1891 年に発明家のチャールズ・ウェルズは Casino de Monte Carlo のルーレットで連戦連勝して 3 日間で 100 万フランを獲得。カジノは「バンク」が底をついてルーレット テーブルが何卓も一時閉鎖される事態に。すぐに世界で有名になり、彼をモチーフにした「モンテカルロでバンクを破産させた男 (The Man That Broke the Bank at Monte Carlo)」という歌まで作られます。それからしばらく経って戻ってきた彼はまたもやルーレットで大勝。1892 年 1 月に 291 フィートのヨットに乗って三度の復帰をしたチャールズですが今度は大敗けします。投資家から集めた石炭の燃焼効率を向上させる装置のための資本金も失ってしまい、これが詐欺に当たるとして英国で 8 年間の刑務所生活を送ることになりました。
1994 年、英国のコンピューター プログラマー、クリス・ボイドは自宅を売却した得た資金 14 万 7,000 ポンドを持ってネバダ州ラスベガスの Binion's Horseshoe に乗り込み全財産を赤にベット。ボールが赤 7 に落ちて見事資金を 2 倍に増やすと、何も計画を知らされていなかった彼女が待つハイウィカムへ飛んで帰っていきました。
クリス・ボイドの離れ業を耳にしたアシュリー・レヴェルは 2004 年に自宅と手持ちの財産を売り払ってラスベガスへ。服を全部売り払い、レンタルのタキシードを着て The Plaza を訪れると、全財産の 7 万 6,500 ポンドを赤にベット。玉がボイドと同じ赤 7 に落ちて資金を倍増させます。ボイドと同じように勝利金を受け取り、英国での日常生活に戻っていきました。
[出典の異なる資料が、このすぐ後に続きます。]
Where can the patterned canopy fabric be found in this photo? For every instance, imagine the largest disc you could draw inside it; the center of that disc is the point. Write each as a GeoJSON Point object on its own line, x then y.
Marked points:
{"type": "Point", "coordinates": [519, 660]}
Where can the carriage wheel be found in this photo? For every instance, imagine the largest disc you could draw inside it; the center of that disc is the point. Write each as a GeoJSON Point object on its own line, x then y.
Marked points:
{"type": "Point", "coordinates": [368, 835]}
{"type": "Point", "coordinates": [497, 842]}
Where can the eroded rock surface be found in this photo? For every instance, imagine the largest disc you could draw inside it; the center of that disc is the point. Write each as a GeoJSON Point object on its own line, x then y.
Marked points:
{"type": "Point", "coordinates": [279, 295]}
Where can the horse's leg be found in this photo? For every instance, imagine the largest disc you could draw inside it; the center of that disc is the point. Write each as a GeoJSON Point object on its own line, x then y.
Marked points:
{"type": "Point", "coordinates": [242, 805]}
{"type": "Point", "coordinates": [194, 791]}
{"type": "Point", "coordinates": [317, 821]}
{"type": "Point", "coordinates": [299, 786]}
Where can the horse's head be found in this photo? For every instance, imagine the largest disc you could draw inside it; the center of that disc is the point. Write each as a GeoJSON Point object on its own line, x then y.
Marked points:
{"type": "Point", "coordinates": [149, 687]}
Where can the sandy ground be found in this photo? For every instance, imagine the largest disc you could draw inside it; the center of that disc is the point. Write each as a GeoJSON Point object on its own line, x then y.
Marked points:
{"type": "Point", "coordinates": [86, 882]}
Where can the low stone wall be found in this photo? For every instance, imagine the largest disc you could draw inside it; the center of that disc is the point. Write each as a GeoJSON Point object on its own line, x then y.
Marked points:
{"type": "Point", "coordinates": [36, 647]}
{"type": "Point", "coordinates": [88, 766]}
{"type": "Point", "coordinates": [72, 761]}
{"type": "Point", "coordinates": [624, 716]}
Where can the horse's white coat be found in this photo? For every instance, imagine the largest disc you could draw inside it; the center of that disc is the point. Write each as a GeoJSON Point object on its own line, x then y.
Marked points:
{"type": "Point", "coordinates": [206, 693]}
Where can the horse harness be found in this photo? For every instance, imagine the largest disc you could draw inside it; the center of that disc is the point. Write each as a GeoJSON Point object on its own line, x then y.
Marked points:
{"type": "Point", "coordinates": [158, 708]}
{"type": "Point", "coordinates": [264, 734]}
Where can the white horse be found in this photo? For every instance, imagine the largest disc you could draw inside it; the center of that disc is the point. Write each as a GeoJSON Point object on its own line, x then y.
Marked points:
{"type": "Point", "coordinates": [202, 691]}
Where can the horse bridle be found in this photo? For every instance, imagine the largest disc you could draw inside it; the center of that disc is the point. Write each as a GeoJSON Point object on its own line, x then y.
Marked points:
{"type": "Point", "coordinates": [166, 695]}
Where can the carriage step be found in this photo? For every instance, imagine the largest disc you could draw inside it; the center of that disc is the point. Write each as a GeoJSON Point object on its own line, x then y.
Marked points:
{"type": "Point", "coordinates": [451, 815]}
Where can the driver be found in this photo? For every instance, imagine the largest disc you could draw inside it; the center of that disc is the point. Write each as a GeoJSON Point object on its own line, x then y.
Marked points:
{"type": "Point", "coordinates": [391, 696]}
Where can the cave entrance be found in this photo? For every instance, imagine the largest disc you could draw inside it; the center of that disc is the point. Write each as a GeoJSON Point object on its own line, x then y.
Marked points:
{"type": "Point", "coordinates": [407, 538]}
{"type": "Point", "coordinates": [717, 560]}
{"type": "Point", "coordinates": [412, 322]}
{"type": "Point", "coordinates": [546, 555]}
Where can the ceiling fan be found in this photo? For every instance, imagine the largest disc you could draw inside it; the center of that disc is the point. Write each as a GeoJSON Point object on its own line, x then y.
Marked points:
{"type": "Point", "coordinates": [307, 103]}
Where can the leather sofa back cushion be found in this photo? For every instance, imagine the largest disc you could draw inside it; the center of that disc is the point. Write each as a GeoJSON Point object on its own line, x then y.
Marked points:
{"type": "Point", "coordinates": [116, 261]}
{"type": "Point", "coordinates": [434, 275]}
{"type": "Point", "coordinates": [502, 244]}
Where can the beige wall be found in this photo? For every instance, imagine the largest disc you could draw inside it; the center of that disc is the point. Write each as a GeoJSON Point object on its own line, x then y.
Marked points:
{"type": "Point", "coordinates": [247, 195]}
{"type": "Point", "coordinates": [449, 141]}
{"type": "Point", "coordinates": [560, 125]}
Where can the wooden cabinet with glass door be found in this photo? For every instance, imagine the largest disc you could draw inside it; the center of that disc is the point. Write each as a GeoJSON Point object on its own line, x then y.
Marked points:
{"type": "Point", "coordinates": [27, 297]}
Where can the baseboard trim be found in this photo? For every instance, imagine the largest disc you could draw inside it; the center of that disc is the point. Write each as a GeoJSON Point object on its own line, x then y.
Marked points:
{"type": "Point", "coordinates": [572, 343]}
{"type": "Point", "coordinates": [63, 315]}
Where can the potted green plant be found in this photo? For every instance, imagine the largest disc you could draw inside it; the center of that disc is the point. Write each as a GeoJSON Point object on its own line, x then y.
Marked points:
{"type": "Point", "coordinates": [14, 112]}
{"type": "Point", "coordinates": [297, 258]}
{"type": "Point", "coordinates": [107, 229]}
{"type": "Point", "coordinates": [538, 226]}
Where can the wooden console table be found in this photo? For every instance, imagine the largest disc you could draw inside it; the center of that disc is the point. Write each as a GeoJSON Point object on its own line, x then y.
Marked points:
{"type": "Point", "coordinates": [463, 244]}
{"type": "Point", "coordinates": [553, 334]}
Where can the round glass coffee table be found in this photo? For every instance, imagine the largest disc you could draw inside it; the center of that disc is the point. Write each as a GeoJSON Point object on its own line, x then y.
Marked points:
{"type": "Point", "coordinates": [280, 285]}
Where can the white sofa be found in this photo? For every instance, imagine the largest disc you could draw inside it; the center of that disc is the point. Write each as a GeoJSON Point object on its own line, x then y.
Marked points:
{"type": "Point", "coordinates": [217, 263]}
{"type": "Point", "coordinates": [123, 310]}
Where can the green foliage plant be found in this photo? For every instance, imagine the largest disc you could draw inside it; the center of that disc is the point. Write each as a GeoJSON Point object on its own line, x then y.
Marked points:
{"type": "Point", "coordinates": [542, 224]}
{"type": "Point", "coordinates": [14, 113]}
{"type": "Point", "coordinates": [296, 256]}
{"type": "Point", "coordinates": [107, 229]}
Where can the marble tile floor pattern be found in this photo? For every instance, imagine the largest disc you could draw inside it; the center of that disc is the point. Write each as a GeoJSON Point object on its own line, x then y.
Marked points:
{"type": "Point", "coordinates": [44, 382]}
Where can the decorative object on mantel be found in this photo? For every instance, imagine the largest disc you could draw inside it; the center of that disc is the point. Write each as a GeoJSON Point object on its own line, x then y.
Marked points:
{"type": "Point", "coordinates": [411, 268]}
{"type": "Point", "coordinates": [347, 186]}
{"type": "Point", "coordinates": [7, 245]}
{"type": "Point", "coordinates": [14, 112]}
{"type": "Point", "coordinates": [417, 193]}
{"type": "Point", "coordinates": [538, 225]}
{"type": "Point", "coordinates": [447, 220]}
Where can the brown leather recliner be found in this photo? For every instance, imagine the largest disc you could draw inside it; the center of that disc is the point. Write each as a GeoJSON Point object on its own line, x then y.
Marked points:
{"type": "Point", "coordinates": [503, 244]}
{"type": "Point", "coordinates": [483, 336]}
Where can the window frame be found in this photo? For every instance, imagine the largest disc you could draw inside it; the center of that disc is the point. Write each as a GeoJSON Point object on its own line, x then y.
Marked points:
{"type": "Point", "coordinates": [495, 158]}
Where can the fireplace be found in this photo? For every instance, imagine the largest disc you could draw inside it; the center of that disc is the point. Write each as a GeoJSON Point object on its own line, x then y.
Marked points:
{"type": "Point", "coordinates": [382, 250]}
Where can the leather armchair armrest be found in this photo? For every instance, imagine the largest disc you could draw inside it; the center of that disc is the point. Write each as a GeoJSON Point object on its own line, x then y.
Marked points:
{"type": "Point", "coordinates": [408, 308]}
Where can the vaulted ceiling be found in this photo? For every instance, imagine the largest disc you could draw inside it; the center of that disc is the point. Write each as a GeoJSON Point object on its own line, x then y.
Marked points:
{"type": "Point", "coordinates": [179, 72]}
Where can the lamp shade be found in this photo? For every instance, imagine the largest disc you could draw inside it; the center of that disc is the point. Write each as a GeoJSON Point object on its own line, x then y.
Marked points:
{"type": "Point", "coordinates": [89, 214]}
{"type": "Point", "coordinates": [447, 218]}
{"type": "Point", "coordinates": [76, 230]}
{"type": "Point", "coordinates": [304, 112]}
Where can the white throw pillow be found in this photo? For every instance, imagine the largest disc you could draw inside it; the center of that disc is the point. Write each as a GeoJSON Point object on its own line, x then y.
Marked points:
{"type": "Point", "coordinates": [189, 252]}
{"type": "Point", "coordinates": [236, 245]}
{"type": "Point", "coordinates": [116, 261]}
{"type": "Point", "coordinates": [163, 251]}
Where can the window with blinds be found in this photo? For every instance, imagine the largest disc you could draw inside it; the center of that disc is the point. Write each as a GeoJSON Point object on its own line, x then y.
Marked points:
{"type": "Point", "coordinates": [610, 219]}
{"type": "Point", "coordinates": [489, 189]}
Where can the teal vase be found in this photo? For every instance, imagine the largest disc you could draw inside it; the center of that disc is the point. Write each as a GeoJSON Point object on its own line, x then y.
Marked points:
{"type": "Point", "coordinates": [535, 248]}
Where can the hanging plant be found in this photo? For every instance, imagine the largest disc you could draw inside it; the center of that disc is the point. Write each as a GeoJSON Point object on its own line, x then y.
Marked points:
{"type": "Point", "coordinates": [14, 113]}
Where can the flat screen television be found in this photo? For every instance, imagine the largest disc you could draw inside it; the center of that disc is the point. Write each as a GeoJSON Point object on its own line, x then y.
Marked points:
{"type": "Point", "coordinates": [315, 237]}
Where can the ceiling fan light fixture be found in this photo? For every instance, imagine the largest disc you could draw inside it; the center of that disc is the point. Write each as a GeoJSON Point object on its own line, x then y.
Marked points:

俳優ショーン・コネリーの活躍は誰もが知るところですが、中でもジェームズ・ボンドを演じたことで有名。1962 年に初めてボンドを演じた直後、イタリアのセントビンセントにある Casino de la Vallee を訪れるとルーレットで 17 番にベット。最初の 2 回は負けると、三度目の正直でヒットし高額配当を手に入れます。その勝利金を再び 17 番にベットして勝つと、またもや 17 番にベット。これもヒットで 10,750 ポンドを手にしました。1971 年公開でコネリーの 6 作目となる『007/ダイヤモンドは永遠に』では、ボンドがラスベガスでルーレットに興じ、17 番にベットします。
フランソワ・ブランの Casino de Monte Carlo は 19 世紀に最も成功を収めたカジノです。バートホンブルクで双子の兄弟と開発したシングル ゼロのルーレット ホイールはモンテカルロで人気を博しました。フランソワは「モンテカルロの魔術師」と呼ばれ、ルーレットでカジノを成功させるために悪魔と取引したという都市伝説まで生まれました。「ルーレットの回転盤の数字を合計すると 666 になる」という事実も一役買ったかもしれません。